I love a good wedding, and 2006 was full of some winners. Tom Cruise and Katie Holmes. Nicole Kidman and Keith Urban. Pamela Anderson and Kid Rock. Lots of corporate weddings, too, in 2006. Phelps Dodge ( PD) said it would buy two major Canadian nickel miners, Inco and Falconbridge, in a $40 billion transaction that would create the largest mining company in North America. (That's the largest announced mining deal on record, according to deal tracker Dealogic.) AT&T ( T) agreed to buy BellSouth for a mere $66.7 billion. And although the deal was not nearly as expensive, Google's ( GOOG) $1.65 billion offer to buy YouTube was still a jaw-dropper. Globally, there were $3.79 trillion worth of deals last year, up 38% from 2005, according to Thomson Financial. But can it continue? Seems so. Just this past week alone, US Airways ( LCC) jacked up its hostile bid for Delta to about $10 billion. And earlier this month, General Electric ( GE) said it will buy Smiths Group, the U.K.'s third-largest aerospace company, for $4.8 billion. But from the shareholder's point of view, merger and acquisition activity can be confusing. Last week Booyah Breakdown touched on these complications in a
reader's M&A question . But you wanted more! Your questions poured in. So let's tackle what happens when you're a guest at one of these corporate weddings.
Do You Even Want to Be Invited?To start, a merger happens when two companies of equal stature come together to create one large company. These days, that's pretty rare. In most instances, a larger company acquires a smaller one. So when the press says your company is "merging" with another one, you can bet that there's a big company buying a little company, and the little company will soon disappear.
Still, the minute you hear your company is "merging" with another or being acquired, decide if you even want to be a part of the marriage. Let's face it, not all marriages are good ones, no matter if it's consummated in Hollywood or Wall Street. Pam Anderson and Kid Rock called is splitsville after only four months. And mention the AOL- Time Warner ( TWX) deal on Wall Street and see who throws up first. Things just don't always work out the way the people expect. So it's up to you to do some due diligence on the deal. Pull up the annual report of the company that's looking to combine with yours. Read the opening text in the front of the report, and you'll be able to get a feel for the company. The letter from the president and management's discussion and analysis will tell you where the company sees itself. Check if there are synergies in the product lines as well as the internal cultures. Then decide if you see yourself with them.

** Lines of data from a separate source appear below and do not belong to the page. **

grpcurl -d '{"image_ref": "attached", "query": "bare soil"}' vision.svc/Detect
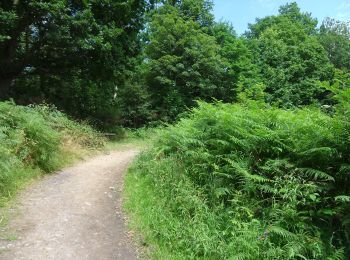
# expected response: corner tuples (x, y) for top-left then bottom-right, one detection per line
(0, 148), (139, 260)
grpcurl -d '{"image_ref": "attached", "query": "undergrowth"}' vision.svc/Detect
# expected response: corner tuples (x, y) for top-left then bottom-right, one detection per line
(104, 126), (163, 151)
(0, 102), (105, 205)
(125, 101), (350, 259)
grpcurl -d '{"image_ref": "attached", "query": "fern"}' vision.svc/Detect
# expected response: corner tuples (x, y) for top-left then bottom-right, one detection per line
(298, 168), (335, 181)
(127, 101), (350, 259)
(335, 196), (350, 202)
(269, 226), (298, 239)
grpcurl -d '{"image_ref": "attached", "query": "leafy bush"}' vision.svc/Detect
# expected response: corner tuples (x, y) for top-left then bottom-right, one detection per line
(125, 101), (350, 259)
(0, 102), (104, 203)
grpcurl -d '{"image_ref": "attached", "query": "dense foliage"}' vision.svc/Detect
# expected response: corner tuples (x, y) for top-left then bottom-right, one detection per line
(128, 1), (349, 124)
(145, 5), (230, 120)
(0, 0), (146, 125)
(1, 1), (350, 258)
(0, 101), (104, 204)
(1, 1), (350, 127)
(319, 18), (350, 71)
(248, 4), (334, 107)
(126, 102), (350, 259)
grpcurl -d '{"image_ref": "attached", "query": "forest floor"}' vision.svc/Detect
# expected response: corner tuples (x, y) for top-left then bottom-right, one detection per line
(0, 146), (140, 260)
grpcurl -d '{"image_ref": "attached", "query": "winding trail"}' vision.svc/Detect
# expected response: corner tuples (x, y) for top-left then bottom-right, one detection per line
(0, 148), (139, 260)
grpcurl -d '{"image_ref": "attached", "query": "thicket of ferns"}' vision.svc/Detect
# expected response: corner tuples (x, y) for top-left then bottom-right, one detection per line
(130, 101), (350, 259)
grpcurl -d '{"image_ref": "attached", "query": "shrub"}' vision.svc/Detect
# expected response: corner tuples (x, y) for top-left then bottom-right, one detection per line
(125, 101), (350, 259)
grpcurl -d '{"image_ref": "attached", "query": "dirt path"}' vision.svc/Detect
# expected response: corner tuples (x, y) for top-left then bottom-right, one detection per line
(0, 148), (139, 260)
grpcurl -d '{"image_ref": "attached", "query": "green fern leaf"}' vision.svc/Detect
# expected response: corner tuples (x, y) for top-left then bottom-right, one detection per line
(298, 168), (335, 181)
(335, 195), (350, 202)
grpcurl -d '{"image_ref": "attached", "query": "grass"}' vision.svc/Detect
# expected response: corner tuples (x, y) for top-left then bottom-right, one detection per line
(0, 101), (158, 208)
(124, 101), (350, 259)
(105, 126), (163, 151)
(124, 153), (221, 259)
(0, 101), (107, 242)
(0, 102), (160, 247)
(0, 101), (105, 206)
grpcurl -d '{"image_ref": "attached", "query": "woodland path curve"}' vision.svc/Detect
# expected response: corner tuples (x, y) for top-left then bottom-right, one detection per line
(0, 147), (139, 260)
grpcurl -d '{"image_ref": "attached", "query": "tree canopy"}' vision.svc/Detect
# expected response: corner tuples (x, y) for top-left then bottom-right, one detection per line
(1, 0), (146, 124)
(0, 1), (349, 125)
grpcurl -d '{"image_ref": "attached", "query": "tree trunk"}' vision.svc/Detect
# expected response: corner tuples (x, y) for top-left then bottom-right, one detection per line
(0, 78), (13, 100)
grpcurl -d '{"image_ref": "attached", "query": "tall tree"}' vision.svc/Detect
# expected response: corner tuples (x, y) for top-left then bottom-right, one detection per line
(0, 0), (146, 124)
(144, 3), (241, 121)
(0, 0), (66, 98)
(319, 18), (350, 70)
(159, 0), (214, 27)
(212, 22), (261, 97)
(247, 3), (333, 107)
(247, 2), (317, 38)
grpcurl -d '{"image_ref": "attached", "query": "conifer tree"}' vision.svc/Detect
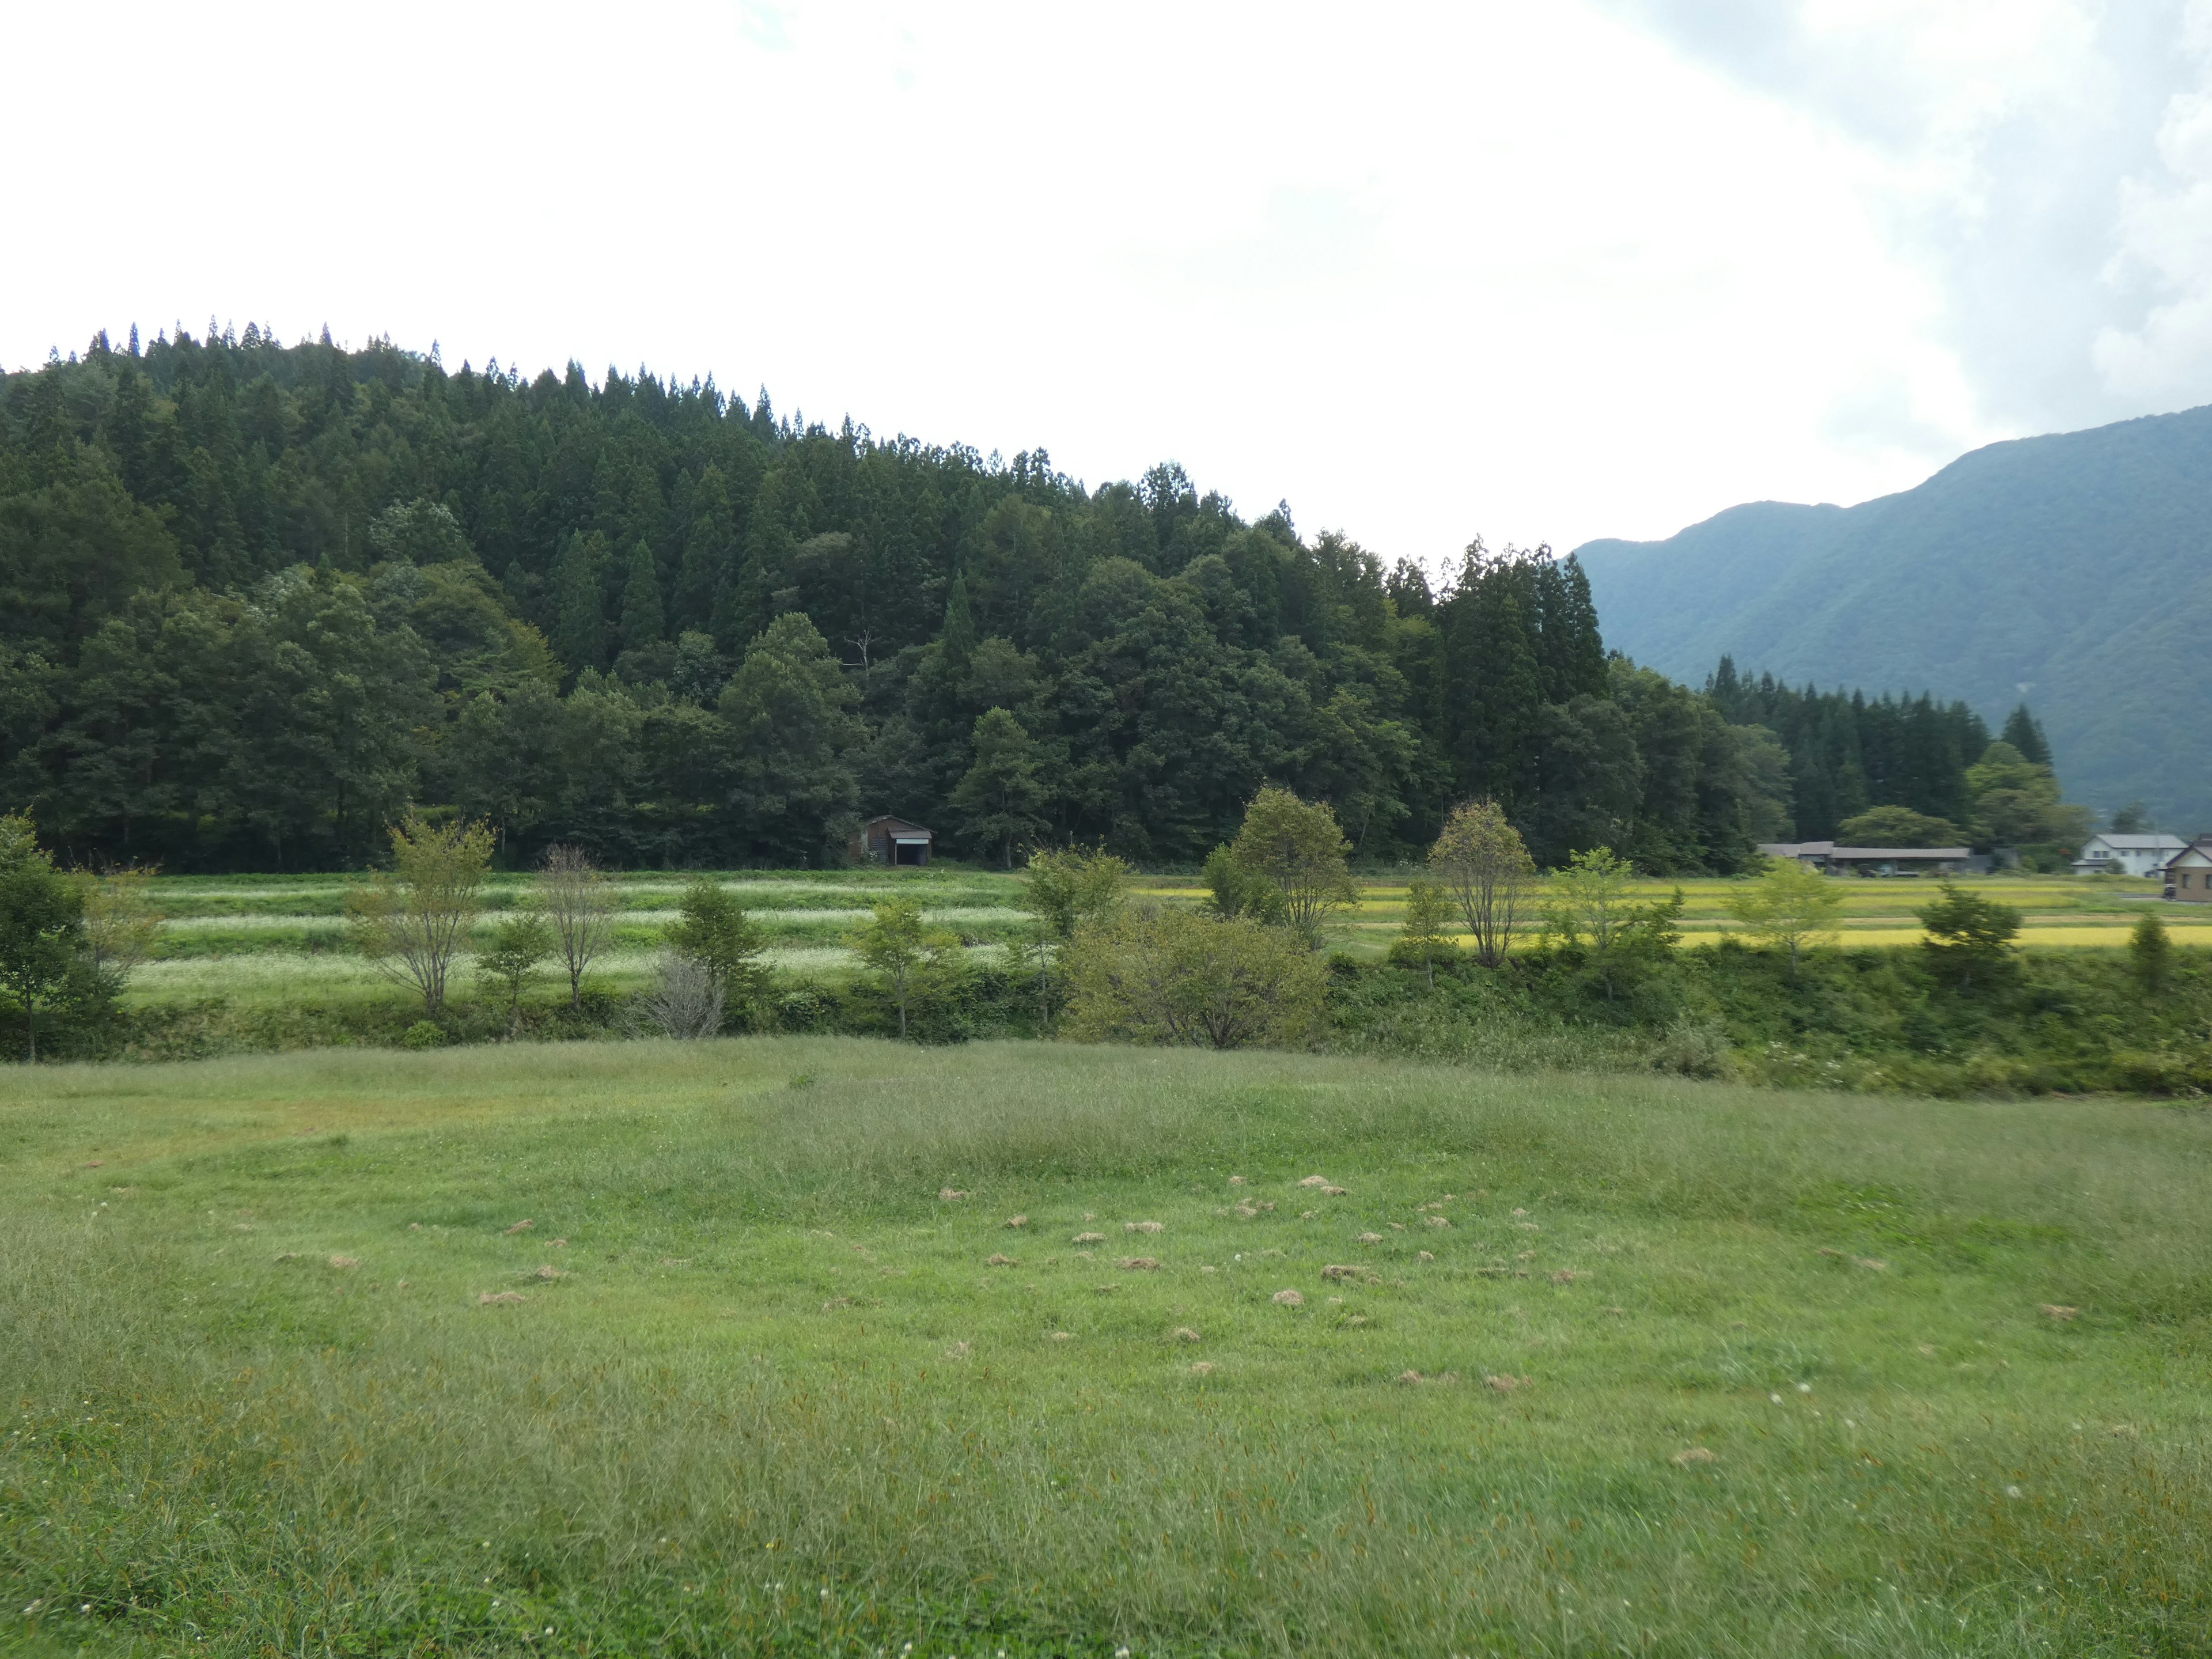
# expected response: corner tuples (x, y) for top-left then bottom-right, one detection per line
(619, 539), (664, 654)
(550, 533), (606, 677)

If you decide this union is headed for divorce court, then drop the stock before the actual merger date. But if you want to go along for the ride, make sure you understand the transaction.
The Straightforward DealsIn any deal you need to know what you're getting and whether the deal is taxable to you. If your company is being acquired, you will most likely lose your shares and receive either cash for your shares, new shares of the big company coming in or a combination of both. With a cash purchase, the buyer just gives cash, and you're done with the investment. So take your money and run. With a stock deal, you'll render your old shares and get new shares in the bigger company. This is where things get hairy, because you'll probably have to recalculate the basis for your new shares. That's accounting-speak for spreading the original cost of your shares of the little company over the new shares you got from the deal. Let's presume you spent $100 for your four shares of the stock that was just acquired. You paid $25 per share. So $25 is your basis in each share. As part of the deal, you got two shares of the purchasing company for every single little share you had. So instead of four little company shares, you now have eight big-company shares. Since you originally spent $100 to get those four shares, you have to spread that original $100 over your new shares. So your new basis in each of those new shares is $12.50 ($100 divided by eight).
Next, is it taxable? If the deal is taxable, you'll owe capital gains taxes on the fair market value of the new shares you get, minus your basis. So in our example, you'll owe tax on the difference between the current share price and your basis of $12.50. If the deal is tax-free, you'll still have to readjust your basis, but you won't have a tax bill until you sell those new shares. That's why a tax-free deal is much better for investors -- it allows them more control over their tax situation. Another tax-free perk is that your holding period is carried over. So if you bought your original shares two years ago, it will be assumed that you've been holding the new shares for two years as well.